The Organisation for Economic Co-operation and Development’s (OECD) commentary on the Model Income Tax Convention on which these DTTs are based, has historically not been of much assistance since it provides general interpretative guidance.
However, in its March 2019 toolkit on beneficial ownership, the OECD notes that “the beneficial owner is the individual or individuals who effectively owns or controls a legal vehicle”. The OECD explains that in order to minimise the use of companies and trusts to hide the beneficial owners of assets, information relating to natural persons behind a legal entity or arrangement, is now a key requirement of international tax transparency and the fight against tax evasion, corruption and other financial crimes.
In line with the above guidance and to safeguard against treaty abuse, the Ugandan government has proposed to define a “beneficial owner” in the Income Tax (Amendment) Bill, 2019, to mean “a natural person who owns or has a controlling interest over a legal person other than an individual, and who exercises control over the management and policies of a legal person or legal arrangement directly or indirectly whether through ownership or voting securities, by contract or otherwise”.

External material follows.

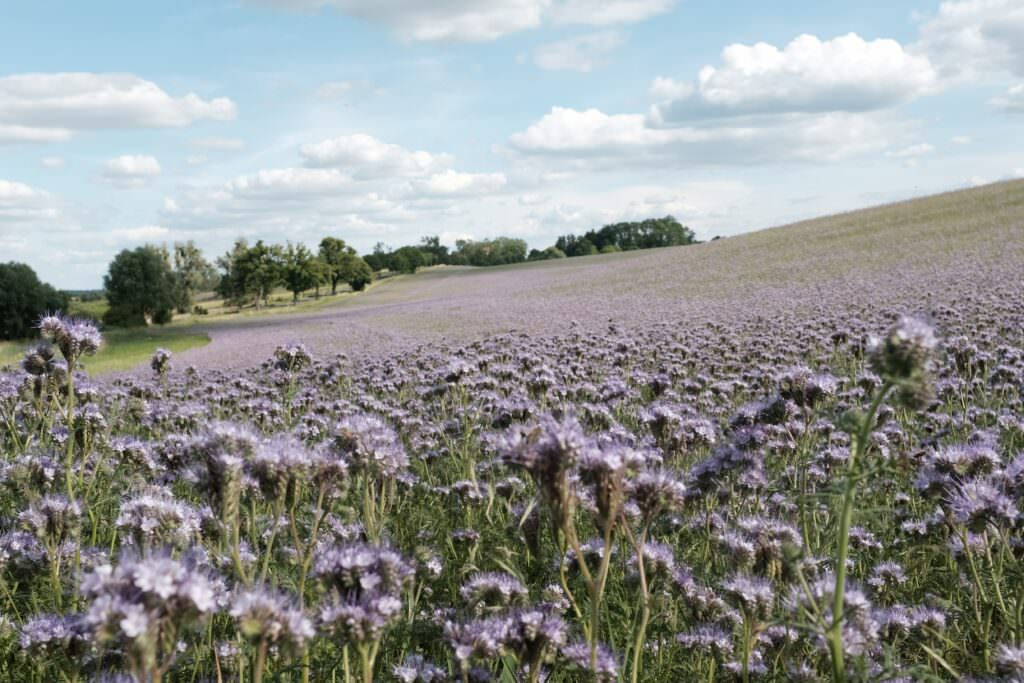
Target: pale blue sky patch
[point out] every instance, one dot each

While the spirit of the amendment is welcome as it is aligned with the approach of Uganda’s Anti-Money Laundering legislation as well as the recent international jurisprudence, its restrictive nature may yield controversy and more tax disputes. This is because some tax treaties envisage corporate entities in addition to individuals as beneficial owners thus potentially creating challenges in the application of the provisions of the DTTs. For instance, Article 10(3)(a) of Uganda’s tax treaty with the Netherlands exempts from tax dividends paid by a Ugandan resident company, if the beneficial owner of the dividends is a company resident in the Netherlands which holds at least 50 per cent of the capital of the company paying the dividends.
Furthermore, the proposed definition would impose additional administrative burdens on ordinary taxpayers seeking to apply the treaty since they will be required to obtain and keep records pertaining to the underlying ownership of every entity with which they transact in a tax treaty country. This is likely to be burdensome, particularly where such entities are part of a group spanning multiple jurisdictions or where the taxpayer has numerous non-repetitive transactions with residents of such countries.

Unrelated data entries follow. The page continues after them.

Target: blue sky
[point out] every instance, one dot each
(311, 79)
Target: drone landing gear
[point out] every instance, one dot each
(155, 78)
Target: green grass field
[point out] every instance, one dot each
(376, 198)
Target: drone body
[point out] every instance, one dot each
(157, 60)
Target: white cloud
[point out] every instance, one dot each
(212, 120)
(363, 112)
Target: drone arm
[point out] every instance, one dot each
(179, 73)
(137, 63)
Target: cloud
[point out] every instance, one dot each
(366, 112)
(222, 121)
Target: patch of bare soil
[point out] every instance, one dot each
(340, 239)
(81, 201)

While Uganda may argue that it has unfettered sovereign power to tax and that the proposed amendment is in line with one of the core objectives of the tax treaties of preventing fiscal evasion, legal challenges may be mounted to determine whether at the time of conclusion of the tax treaties, the contracting countries envisaged that the unilateral domestic law provisions would act as amendments to the application of bilateral tax treaties in general.

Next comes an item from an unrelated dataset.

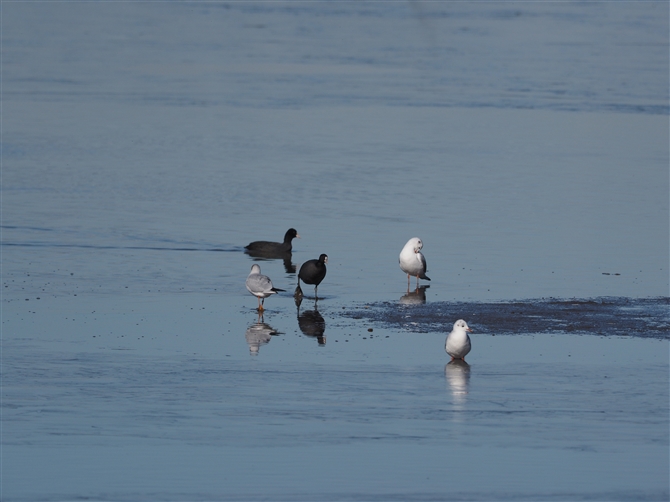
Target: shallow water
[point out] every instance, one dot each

The new definition may also scare away potential international institutional investors which may not be in the interest of Uganda. In fact, it is arguable that the individualistic focus of the proposed amendment is contrary to the OCED’s prior guidance that the term beneficial ownership should not be viewed in a narrow technical sense.

Ms Zabali is a lawyer and tax advisor working with Ernst & Young.